Das Geräusch des Werdens ist eine Chronik von drei Generationen, deren letzte sich zum ersten Mal bewußt mit ihren Vorstellungen vom gelungenen Leben auseinandersetzen muss. Das Verharren in alten Strukturen, in bäuerlichen oder handwerklichen Berufen, in Aberglauben und unzureichender Schulbildung ist nicht mehr möglich. Je mehr sich das Umfeld wandelt, je größer der Einfluss eines bislang nicht bekannten Außen auf das kleine Dorf wirkt, desto größer werden die Spannungen in der kleinen Gemeinschaft.

Valentin ist der erste, der das Dorf verlässt. Sein Ziel ist Paris, doch bereits in Berlin ist für ihn, der nur die rumänische Sprache versteht, Endstation. Im irrtümlichen Glauben bereits in Paris zu sein, verlässt er den Zug und begegnet Liv, einer behüteten Tochter aus gutbürgerlichem Milieu, deren Zukunft bereits genau geplant war. Es war wohl Liebe auf den ersten Blick, die dazu geführt hat, dass beide, Valentin und Liv, ihren weiteren Lebensweg gemeinsam gegangen sind. Ihre Tochter Leonie verliebt sich in den blinden Fotografen Marijan und die Suche nach emotionaler und räumlicher Verortung scheint erneut zu beginnen.

Aléa Torik nimmt ihr Lesepublikum mit auf eine Reise, die sich von Rumänien bis nach Paris hinzieht, um endlich in Berlin einen zweiten Ort der Heimat zu finden. Es ist ein unverkrampfter Roman über die Bedeutung und den Wert von Heimat aber auch über die Notwendigkeit, diese Heimat einmal hinter sich lassen zu müssen, um sich auf die Suche nach dem "richtigen Leben" zu machen.

Doch wo das "richtige", das "wirkliche" Leben suchen? Liegt es im Bewusstsein darüber, dass das "Vorher" und das "Nachher" in einer harmonischen Beziehung zueinander stehen muss? Die Zwillingssöhne des Dorftischlers können aufgrund ihrer brüderlicher Dualität zwei verschiedene Lebensentwürfe realisieren. Einer bleibt im Dorf und übernimmt den väterlichen Handwerksbetrieb, der andere verlässt das Dorf und geht in die Stadt. Beiden bleibt die Erfüllung ihrer Sehnsüchte verwehrt.

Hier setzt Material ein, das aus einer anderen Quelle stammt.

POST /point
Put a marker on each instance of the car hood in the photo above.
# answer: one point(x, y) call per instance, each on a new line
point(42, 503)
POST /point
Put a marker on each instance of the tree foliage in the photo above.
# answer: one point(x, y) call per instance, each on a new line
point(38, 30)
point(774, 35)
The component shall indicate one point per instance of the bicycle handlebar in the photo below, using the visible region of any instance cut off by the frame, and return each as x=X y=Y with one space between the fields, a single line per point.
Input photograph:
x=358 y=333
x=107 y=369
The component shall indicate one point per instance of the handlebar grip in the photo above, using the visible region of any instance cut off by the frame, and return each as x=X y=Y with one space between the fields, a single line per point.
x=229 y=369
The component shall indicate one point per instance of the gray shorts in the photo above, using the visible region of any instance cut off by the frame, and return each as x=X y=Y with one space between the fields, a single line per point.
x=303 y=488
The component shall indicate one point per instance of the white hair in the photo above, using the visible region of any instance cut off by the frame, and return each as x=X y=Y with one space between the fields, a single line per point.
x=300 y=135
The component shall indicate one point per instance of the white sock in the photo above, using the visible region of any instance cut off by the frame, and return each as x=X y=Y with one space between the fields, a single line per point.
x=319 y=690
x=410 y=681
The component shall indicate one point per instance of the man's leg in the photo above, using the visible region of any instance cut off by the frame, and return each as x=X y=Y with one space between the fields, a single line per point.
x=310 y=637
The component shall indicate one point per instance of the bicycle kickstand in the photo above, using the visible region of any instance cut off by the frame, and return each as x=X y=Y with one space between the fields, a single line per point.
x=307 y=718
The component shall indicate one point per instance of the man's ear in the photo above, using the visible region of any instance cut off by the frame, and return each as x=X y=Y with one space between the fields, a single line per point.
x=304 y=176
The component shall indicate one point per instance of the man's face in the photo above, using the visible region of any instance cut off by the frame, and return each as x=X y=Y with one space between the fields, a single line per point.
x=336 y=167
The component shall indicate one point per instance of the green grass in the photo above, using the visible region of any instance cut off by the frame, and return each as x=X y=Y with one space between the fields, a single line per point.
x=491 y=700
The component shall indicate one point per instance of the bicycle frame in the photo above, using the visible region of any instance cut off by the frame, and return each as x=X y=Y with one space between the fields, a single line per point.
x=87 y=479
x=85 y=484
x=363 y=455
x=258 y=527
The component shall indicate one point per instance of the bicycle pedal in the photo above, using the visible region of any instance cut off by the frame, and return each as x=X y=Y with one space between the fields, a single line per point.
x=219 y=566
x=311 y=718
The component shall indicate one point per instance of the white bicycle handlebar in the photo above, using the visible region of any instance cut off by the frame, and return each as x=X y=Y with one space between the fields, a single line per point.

Fortgehen um anzukommen. Sich verändern, um sich selber treu bleiben zu können. Darum geht es in diesem überaus bemerkenswerten Erstlingswerk von Aléa Torik. Mit einer erstaunlich wandelbaren Diktion schlüpft die Autorin in die unterschiedlichsten Charaktere des Romans. Zwischen der Ausdrucksweise der alten Lehrerin, die auch die erste Chronistin in diesem Roman darstellt, und der jungen Leonie liegen große sprachliche und kulturelle Unterschiede. Die Autorin beherrscht beide mit traumhafter Sicherheit. Überhaupt wird die Lust am Erzählen nur noch von der genauen und stimmungsvollen, niemals jedoch ins Sentimentale umschlagenden Beobachtung übertroffen.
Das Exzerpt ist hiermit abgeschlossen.